Глаза у него были оловянные, и Леший вспомнил его фамилию – Теслюк. Раньше он крышевал «Загон». Значит, кое-что осталось здесь без изменений.
Не обыскав, его посадили на заднее сиденье патрульной «шестерки» и повезли. Леший рассматривал толстую шею Теслюка и худую – безымянного сержанта за рулем – и думал, что вполне мог бы заколоть обоих заточкой, если бы она у него была и он собирался это сделать. И еще он думал: как повести себя в такой ситуации? Много лет схема была одна: попроситься к оперу угрозыска, а того попросить позвонить Кореневу. И все самым чудесным образом быстро улаживалось.

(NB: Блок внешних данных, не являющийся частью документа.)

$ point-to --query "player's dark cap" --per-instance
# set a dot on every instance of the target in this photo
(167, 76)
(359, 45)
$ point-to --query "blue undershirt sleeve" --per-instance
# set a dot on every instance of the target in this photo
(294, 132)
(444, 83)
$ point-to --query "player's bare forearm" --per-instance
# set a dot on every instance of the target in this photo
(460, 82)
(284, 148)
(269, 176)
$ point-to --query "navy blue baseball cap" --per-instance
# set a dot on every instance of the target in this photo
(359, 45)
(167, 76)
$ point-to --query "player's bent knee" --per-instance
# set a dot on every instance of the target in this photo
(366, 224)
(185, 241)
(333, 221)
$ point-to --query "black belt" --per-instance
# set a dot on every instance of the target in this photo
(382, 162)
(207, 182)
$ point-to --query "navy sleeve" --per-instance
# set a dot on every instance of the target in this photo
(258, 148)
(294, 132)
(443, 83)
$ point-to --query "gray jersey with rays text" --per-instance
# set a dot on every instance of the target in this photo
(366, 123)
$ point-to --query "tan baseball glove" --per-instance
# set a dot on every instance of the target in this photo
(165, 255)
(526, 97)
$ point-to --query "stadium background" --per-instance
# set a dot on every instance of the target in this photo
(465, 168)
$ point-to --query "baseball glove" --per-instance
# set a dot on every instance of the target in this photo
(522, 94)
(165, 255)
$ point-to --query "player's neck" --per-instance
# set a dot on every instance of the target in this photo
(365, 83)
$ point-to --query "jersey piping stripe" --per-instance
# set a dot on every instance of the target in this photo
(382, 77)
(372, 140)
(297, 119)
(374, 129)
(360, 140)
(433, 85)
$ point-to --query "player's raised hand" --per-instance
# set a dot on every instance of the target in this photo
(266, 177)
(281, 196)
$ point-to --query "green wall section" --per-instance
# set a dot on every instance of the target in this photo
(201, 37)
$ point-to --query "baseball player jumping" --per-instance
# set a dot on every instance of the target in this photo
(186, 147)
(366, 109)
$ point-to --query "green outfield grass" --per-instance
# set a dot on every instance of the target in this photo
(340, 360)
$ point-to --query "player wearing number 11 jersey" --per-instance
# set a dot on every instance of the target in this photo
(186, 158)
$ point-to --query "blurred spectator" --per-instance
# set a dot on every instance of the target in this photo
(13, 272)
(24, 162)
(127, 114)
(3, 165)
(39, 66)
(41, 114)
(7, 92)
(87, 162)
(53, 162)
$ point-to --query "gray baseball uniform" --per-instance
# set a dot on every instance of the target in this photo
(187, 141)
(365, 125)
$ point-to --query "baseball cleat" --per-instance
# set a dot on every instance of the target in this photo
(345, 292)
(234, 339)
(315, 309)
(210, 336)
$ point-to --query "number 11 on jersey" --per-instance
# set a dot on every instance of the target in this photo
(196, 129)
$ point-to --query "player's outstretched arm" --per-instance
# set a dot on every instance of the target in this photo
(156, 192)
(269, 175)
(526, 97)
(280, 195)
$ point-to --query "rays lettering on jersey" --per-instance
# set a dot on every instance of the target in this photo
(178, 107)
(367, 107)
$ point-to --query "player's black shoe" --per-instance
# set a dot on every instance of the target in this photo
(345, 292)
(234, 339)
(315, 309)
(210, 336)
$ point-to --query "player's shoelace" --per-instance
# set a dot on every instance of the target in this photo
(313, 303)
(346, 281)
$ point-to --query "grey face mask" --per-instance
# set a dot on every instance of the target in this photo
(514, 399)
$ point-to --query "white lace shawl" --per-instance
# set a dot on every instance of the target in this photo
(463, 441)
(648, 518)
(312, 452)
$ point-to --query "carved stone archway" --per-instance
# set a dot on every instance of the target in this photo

Но теперь времена изменились, сам Лис эту схему и отменил.
– Сейчас, Петруччо, столько оборотней в погонах развелось, что непонятно – кого больше, – озабоченно сказал он, глядя в сторону. – Так что будь осторожней. Если с тобой честный мент работает, по чистому делу, то можешь ему меня объявить. А если видишь, что гнида продажная какое-то гнилье на тебя вешает, то лучше молчи. На самый крайняк – замначу по криминальной можешь на ухо шепнуть. Да и то… Сам понимаешь…
А чего тут понимать? Ясен перец: задавят в камере или вены располосуют – вроде сам руки на себя наложил… Сейчас менты есть пострашней бандюганов…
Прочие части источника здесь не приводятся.